After awhile and after placing most of the blame on another party, I began to examine my own motives, my own heart, my own weaknesses. And I saw a girl...who was afraid. She was afraid to lose what had been given to her. She was afraid that it would all go away. She was afraid that she would run out of time. She was afraid that it would not be as beautiful as she had dreamed. And as I saw the fear...I saw the God who was trying to release her from its hold.

It wasn't the friendship that caused the fear. The fear was already there. Friendships had been lost before this. I had been left standing alone before. I had been afraid for a very long time. My experiences had built this secret stronghold inside...this propensity to hold tightly...not out of love and freedom and joy...but out of fear and insecurity and entitlement.

It took losing the thing I held so dearly....to free me from the fear of its loss.


On the outside, you might say, "Oh, poor girl, you have had your heart broken." And you might feel sorry for me...while all the while it looked as if I had good reason to be sorry. But, God, He is so much greater than the loss. He knew that I was afraid. He knew that the way things were was not how they should have been. So, He dismantled it...right before my very eyes...took every last piece and cleaned me out. He knew my sadness, my bitterness, my rage. He knew...because He had felt it all before too. He knew, and He let me walk through every bit of the experience. But not without holding my hand, not without telling me the truth, and not without planning something on the other side.

God doesn't stop writing the story. He has plans way ahead of where we would choose to stop and mourn what we have lost. He goes out and gathers new pieces. He cleans up and shines some of the old ones...He begins to put the pieces together again...one at a time...in just the right way.

This time, in small pictures and windows, He let me see what He was doing...He let me ask questions and talk to Him about it. He put me in circumstances where I found myself surrounded by clues that He was at work. It was as if He was saying, "Remember this piece? This is how it works. Remember when I gave you this? This is what I meant when I gave it to you." Before I knew it...I started getting my hopes up. Before I knew it, I started seeing the things I had been talking to Him about. Before I knew it, I was walking around....unafraid.

I was unafraid...because I had lost my own ability to hold on. The only thing holding me up was God's love. And just when I began to believe how loving God was...I began to trust...that His plans for my life were good...that He really was working in the midst of all my circumstances. I didn't have to hear it from anyone else anymore. I didn't have to question. I had heard it from Him. I didn't have to doubt that He was working...I had seen it for my very self.

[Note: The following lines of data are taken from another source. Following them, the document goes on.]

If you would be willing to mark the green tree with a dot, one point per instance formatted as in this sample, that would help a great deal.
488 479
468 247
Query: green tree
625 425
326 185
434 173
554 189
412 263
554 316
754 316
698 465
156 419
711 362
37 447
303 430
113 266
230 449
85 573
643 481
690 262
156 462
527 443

And all along...I think that's what He meant to do.


I learned how to listen. I learned how to pray. I learned that I could trust Him. There were days when I wanted to rage and write and say everything I was feeling inside...and I would battle with the still, small voice saying, "Be still...and let me fight for you."....only to hear days and weeks later...that the cries of my heart were heard...and all was reconciled...and I never had to say one thing...I had only to pray and trust and wait.

There are things I only said to God...and just recently I have heard them returned by others and by circumstances around me. It leaves me speechless and in awe of the lesson that it is way better to know that God is answering...rather than to know that you have created a world for yourself...to hold and control in your own strength. I know now that when I am afraid or worried, I have this Friend I can run to...who I can tell everything to...and who I can trust to move mountains on my behalf.

I am thankful. Thankful to have been released from fear. Thankful to have learned how to pray. Thankful to know and trust God better. Thankful to have found family and friends and to appreciate them more on the other side. Thankful for love that has never stopped working in my life. Thankful for a fresh beginning...and all things new.

There is no fear in love.
But perfect love drives out fear,
because fear has to do with punishment.
The one who fears is not made perfect in love.